DIABOLIQUE: You spend lots of time with your protagonist. During your multi-book journey with Jeremiah Hunt, have you ever been metaphorically slapped by the character — with him exclaiming, “Hey Joe, that’s not how I’d behave!”?
NASSISE: Because my books are pretty meticulously planned out before I even put one word down on paper (metaphorically speaking,) it is often very difficult for my characters to surprise me. I certainly had plenty of “I wonder if this will work?” moments when developing the story line, and Hunt was a rather vocal influence on my subconscious during that process.

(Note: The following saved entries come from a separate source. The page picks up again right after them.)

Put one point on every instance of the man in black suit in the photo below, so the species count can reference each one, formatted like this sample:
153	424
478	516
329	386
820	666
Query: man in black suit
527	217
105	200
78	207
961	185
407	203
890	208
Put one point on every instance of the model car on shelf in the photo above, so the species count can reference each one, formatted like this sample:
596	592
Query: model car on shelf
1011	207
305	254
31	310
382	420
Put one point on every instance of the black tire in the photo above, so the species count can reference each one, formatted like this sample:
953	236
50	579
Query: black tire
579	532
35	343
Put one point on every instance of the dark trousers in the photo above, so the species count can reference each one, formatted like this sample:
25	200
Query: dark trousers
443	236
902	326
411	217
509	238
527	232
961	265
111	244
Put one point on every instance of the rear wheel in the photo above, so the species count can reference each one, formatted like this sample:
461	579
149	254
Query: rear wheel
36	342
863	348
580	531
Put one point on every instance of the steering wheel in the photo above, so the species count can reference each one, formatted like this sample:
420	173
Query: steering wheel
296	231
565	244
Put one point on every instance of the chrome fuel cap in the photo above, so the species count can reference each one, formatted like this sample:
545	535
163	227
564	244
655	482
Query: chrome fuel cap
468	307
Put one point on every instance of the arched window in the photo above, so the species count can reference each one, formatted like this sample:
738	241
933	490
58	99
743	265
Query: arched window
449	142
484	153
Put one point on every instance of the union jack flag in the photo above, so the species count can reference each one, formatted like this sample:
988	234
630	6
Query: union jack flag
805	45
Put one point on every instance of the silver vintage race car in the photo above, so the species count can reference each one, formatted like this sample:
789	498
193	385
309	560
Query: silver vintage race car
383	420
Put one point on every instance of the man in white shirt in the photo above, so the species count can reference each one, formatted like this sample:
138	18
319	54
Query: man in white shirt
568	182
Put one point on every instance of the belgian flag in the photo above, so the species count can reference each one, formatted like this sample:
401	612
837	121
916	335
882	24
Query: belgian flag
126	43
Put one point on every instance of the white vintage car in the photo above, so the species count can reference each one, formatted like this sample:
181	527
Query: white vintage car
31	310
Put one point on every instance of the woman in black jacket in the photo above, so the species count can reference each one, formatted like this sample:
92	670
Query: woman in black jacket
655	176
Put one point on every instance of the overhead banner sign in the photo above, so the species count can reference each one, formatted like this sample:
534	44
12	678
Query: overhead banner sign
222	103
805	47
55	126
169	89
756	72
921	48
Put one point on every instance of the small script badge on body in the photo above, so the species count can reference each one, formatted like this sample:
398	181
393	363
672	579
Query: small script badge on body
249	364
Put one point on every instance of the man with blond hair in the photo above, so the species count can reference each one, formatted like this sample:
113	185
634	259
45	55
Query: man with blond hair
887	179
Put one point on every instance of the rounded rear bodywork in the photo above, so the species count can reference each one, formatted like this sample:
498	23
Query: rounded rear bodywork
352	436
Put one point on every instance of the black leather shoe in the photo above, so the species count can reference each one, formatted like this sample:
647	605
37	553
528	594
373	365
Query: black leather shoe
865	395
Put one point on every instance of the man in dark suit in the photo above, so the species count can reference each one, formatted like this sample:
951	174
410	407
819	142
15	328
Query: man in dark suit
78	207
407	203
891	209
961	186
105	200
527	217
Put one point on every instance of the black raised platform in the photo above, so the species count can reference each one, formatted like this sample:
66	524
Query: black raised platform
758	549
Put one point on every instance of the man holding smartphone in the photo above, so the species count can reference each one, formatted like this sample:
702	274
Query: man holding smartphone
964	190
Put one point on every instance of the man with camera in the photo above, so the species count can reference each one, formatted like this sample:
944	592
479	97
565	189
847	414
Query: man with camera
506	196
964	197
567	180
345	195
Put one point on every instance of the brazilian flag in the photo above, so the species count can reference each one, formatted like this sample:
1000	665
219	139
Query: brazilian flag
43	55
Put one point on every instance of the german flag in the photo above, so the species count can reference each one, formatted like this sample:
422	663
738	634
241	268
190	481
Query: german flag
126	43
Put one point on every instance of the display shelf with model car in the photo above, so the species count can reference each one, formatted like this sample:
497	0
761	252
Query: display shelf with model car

To me, Hunt is just this ordinary guy who gets sucked into something much bigger than he ever imagined and, like many people in over their heads, he’s just muddling his way through it all the best he can. His lack of planning and foresight, never mind his sarcastic nature, often get him into trouble and the solutions he comes up with for these problems often hand him in ever deeper than before. So in working with Hunt, I have to constantly be asking myself “What’s the worst thing that can happen if he does X?” and go from there.
DIABOLIQUE: What do you have planned for Hunt in the next novel?
NASSISE: In the previous books, Hunt has always been careful not to antagonize the Preacher any more than necessary. The Preacher is a major enigma to him and while Hunt knows the Preacher is playing some game in the background he hasn’t looked too closely to see what it is. Circumstances necessitate a change in Watcher of the Dark, however. Hunt deliberately acts in ways that are contrary to what the Preacher desires, even demands, and that puts him squarely on the other side of the line. By the end of the novel his relationship with the Preacher has radiclly changed and I want to explore that more in the next book.